# LED light output - too much ?



## tubamanandy (9 Apr 2016)

Recently solved a big algae problem on my 90 litre (72x35x50cm) tank by reducing the light output on my 28 watt LED light down to 45%.

I notice in the UK that Fluval has just brought out a couple ranges of LED lighting, the Aquasky 16W & 9W ECO Bright both with the ability to reduce the lighting down from 100% to 25%.

Would it be fair to say that my 28 watt LED is well over the top for my size of tank in view of my own experience and the fact that some top manufacturers are bringing out units with much less power ?


----------



## J Art (10 Apr 2016)

I've got 20 watts of LED over my 38l and it's proving to be too much light. Manageable, but can only squeeze 6 hours with good amount of CO2 before causing issues. 

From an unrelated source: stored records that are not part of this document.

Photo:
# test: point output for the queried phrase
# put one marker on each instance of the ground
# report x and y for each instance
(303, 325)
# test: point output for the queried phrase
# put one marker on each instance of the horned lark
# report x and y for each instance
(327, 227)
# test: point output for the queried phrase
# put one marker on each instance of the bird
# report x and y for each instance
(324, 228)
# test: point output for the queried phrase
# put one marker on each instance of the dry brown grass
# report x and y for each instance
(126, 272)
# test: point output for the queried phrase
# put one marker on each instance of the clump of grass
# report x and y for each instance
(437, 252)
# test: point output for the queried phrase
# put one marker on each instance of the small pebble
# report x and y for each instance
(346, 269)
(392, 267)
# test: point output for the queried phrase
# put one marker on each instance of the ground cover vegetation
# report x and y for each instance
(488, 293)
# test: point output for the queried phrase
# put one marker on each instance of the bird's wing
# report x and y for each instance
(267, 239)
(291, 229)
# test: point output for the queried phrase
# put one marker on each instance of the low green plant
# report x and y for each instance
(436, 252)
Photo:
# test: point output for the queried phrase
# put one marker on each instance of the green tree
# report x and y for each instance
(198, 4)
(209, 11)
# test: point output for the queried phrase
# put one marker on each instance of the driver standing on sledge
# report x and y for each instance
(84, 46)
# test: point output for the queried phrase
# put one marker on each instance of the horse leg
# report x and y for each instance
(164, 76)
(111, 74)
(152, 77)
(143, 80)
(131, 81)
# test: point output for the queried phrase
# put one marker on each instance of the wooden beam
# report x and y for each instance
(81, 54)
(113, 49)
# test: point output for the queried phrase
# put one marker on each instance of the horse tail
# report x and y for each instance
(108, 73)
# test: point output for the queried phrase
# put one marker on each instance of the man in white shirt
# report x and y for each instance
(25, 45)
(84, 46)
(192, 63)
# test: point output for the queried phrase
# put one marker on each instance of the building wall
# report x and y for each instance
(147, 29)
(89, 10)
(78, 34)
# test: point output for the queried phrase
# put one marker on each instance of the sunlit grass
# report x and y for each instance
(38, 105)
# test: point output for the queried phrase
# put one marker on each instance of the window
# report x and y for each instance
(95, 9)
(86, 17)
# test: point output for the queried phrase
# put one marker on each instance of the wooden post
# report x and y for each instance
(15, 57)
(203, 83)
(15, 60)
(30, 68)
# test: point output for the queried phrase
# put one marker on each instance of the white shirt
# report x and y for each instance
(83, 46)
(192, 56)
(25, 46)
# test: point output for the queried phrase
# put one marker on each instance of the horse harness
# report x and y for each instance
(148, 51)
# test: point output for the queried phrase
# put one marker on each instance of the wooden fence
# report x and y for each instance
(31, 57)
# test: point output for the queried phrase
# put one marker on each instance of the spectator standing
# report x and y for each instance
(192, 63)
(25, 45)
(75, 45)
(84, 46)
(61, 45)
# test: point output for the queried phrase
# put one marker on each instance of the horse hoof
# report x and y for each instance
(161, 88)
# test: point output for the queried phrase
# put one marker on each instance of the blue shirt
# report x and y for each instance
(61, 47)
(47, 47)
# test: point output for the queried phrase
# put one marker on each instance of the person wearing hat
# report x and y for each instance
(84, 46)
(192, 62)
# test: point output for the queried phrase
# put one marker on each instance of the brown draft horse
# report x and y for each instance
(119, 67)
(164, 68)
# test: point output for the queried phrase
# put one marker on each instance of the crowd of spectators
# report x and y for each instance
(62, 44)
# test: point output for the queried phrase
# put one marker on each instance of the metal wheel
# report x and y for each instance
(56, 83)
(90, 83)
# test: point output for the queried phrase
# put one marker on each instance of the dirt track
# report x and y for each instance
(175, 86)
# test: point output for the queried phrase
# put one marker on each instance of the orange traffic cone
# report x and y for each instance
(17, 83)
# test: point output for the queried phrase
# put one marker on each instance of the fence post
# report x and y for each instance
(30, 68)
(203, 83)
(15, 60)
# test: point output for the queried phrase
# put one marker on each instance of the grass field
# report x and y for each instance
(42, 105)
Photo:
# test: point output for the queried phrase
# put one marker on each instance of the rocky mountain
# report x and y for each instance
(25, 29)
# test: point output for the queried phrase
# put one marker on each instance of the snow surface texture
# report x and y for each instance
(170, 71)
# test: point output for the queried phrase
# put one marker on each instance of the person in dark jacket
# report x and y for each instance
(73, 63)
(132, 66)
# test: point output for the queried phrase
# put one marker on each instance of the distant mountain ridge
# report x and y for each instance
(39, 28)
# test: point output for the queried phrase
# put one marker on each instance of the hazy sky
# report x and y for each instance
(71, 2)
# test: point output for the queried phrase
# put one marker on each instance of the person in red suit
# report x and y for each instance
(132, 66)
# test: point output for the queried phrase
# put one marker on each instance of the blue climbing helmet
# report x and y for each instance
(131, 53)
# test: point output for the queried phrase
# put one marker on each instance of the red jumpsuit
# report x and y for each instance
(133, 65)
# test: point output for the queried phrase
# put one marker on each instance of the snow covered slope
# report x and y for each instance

Sent from my iPhone using Tapatalk


----------



## Martin in Holland (10 Apr 2016)

LED watt are still a confusing to me too...how much Watt LED = Watt T5..??? But in any case we should try to know how much PAR they give us.


----------



## Dr Mike Oxgreen (10 Apr 2016)

Given that the Watts per gallon rule is very, very approximate, and LEDs only produce slightly more light per Watt than T5, you can roughly just apply the rule directly.

90 litres ≈ 26 US gallons.

So with 28 Watts you've got a little more than 1 Watt per gallon, especially taking into account that LEDs do produce a little more light anyway. That's not excessive, and I'm surprised you needed to reduce it as much as you have - except perhaps in the early stages of the tank.

But we also need to know not just the size of your tank, but what fertilisation and CO₂ you're using. Avoiding algae is all about the balance between light, CO₂ and fertilisation, coupled with good competitive plant growth: essentially, light without enough CO₂ and fertilisation will result in algae.


----------



## id_joker (10 Apr 2016)

medium led...30 lm/l 
high   led...50 lm/l  

medium t5 ...0.5w/l
high   t5 ...0.6w/l


no co2
medium t5...0.3w/l
medium led...20 lm/l


----------



## AndyMcD (10 Apr 2016)

I've got an 80cm Arcadia Classica LED OTL on (not suspended above) a 140 litre aquarium (80L X 45D X 40H). I'm running CO2.

It's total output is 89W. For me, this equates to 0.6 Watts/Litre.

However, they've measured the output to be 280 PAR at 300mm (see link at bottom of post).

If we say that anything above 80 PAR is high light, then I shouldn't be running this at much more than 30%.

My point is, be careful about creating a general rule, some LED PAR output can be very high per Watt. 

For a relatively new person to this hobby, starting with this light set too high has caused me lots of issues. I think everyone agrees it is better to start with your light set on the low side.

As I have had algae issues (due to insufficient water changes and melting plants at the beginning) I'm still running this light at 12.5%. I think I've read in one of CEG4048 posts that if you have algae issues, you should drop your light by 50%. Glosso is growing leggy indicating low light, but Monte Carlo is doing OK. Rotala is going nuts.

http://www.arcadia-aquatic.com/classica-otl-led/


----------



## tubamanandy (10 Apr 2016)

Forgot to say as original poster, tank is very mature & I run full EI with CO2 (drop checker is always lime green) and really good circulation and large Eheim external filter.

Going to start cranking the light up but only from 45% to say 55% as its the first time my tank has never had major algae issues for month. 

I really think some of these LED units dont half give off some power and I guess PAR readings would be high on full power.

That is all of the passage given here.